Career documentation includes all aspects of your career as an artist. It is a system created to document, detail, and demonstrate the interconnection of your artwork, exhibition history, contacts and archives.

Many artists begin inventorying their work by creating photo documentation of artworks. Photographing and storing your artwork can be a first step in the documentation process, but it should not be confused with the creation of a complete archive. A comprehensive system of career documentation requires an overarching, organizational structure that documents all aspects of your career and catalogues their interconnection, including artwork and archive materials, sales and exhibition history, and contacts.

What is an archive?

An archive is what you will be compiling while you are in the process of career documentation. An archive is comprised of two parts:
• The physical inventory, which includes the artworks and archived materials documenting your career.
• The records, which are the means of tracking of everything in the physical inventory, both the artworks and archived materials.

What are the key components of a successful archive?

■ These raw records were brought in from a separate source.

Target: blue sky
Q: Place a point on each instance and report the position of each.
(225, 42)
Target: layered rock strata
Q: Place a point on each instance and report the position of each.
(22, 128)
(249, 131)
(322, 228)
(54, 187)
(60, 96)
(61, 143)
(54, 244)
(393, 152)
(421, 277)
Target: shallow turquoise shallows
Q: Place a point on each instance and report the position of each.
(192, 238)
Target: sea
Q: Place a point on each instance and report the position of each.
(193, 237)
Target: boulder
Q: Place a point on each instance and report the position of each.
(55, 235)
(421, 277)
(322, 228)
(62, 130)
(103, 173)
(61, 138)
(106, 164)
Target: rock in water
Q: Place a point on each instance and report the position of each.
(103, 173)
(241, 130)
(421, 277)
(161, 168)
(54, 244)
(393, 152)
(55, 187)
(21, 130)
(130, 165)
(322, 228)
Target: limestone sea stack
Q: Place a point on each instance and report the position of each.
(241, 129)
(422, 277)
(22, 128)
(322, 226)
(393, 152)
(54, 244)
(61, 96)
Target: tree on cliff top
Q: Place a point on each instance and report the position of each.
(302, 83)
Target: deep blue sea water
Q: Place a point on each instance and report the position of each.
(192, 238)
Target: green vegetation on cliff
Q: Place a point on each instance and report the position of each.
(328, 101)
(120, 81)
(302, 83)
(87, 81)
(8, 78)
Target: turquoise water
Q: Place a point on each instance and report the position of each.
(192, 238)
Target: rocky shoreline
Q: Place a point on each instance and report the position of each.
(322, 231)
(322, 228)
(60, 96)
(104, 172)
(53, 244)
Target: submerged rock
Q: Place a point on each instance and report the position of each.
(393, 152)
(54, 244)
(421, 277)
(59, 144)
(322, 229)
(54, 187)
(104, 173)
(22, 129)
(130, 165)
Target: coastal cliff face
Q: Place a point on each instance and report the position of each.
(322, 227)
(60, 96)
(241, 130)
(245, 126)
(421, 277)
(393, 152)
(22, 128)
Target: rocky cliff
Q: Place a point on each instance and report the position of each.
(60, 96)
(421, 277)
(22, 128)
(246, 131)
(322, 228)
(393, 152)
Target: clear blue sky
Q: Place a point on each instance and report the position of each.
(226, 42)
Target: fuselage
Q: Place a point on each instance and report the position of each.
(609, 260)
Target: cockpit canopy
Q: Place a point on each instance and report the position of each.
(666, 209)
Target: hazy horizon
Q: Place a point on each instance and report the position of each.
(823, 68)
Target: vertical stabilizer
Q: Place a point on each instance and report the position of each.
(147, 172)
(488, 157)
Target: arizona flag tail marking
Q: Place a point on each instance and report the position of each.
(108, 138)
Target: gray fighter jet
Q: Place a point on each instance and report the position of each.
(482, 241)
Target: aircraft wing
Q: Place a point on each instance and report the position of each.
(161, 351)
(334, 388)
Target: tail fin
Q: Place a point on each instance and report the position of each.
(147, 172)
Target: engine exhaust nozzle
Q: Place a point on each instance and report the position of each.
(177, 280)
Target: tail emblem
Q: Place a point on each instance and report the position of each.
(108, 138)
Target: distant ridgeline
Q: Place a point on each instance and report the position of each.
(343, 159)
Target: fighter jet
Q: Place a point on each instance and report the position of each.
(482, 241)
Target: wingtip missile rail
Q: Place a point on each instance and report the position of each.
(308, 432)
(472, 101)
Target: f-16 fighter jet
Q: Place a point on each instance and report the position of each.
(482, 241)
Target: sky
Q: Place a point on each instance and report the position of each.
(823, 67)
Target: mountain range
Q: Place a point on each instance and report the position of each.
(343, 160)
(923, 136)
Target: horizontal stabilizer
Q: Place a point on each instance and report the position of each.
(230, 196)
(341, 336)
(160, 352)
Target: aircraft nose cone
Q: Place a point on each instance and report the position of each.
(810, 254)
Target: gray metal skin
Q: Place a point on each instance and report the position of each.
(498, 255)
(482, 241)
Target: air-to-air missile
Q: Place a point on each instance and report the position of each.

A comprehensive archive of your work should include both a physical archive and a record-keeping system. The physical inventory includes the actual works of art still in your possession, but could also include catalogues, books, project proposals, correspondence, and other materials related to your career. The record-keeping system includes documentation on each artwork in the physical archive as well as art that you no longer own. This system also contains records of your contacts and information on your career.

Importance of documenting and archiving your work

Why go through this process of documenting both your work and career? The process of documenting your work is fundamentally about caring for your life’s work. On a practical level, the information that you gather can be crucial at any stage of your career. But what does this mean? Consider the following scenarios where career documentation is important at different points of an artist’s career:

The Emerging Artist:
• You may wish to apply for a grant, fellowship, and/or commission and need to present documentation of prior projects and work.
• You may be asked to give an artist’s talk.

The Mid-Career Artist:
• You may have the opportunity to create a book or catalogue of your work that surveys all or some aspect of your career.
• You may regularly get requests for your images to be used by other people, reproductions in a text book, art historical text, student papers or for educational purposes and lectures. Keeping good records of your images becomes necessary.

The Established Artist:
• A curator may visit your studio to plan a retrospective of your work.
• An art historian may ask for documentation of the work that was in a seminal art show many years ago.
• You may begin to consider what might happen to your work when you are no longer around.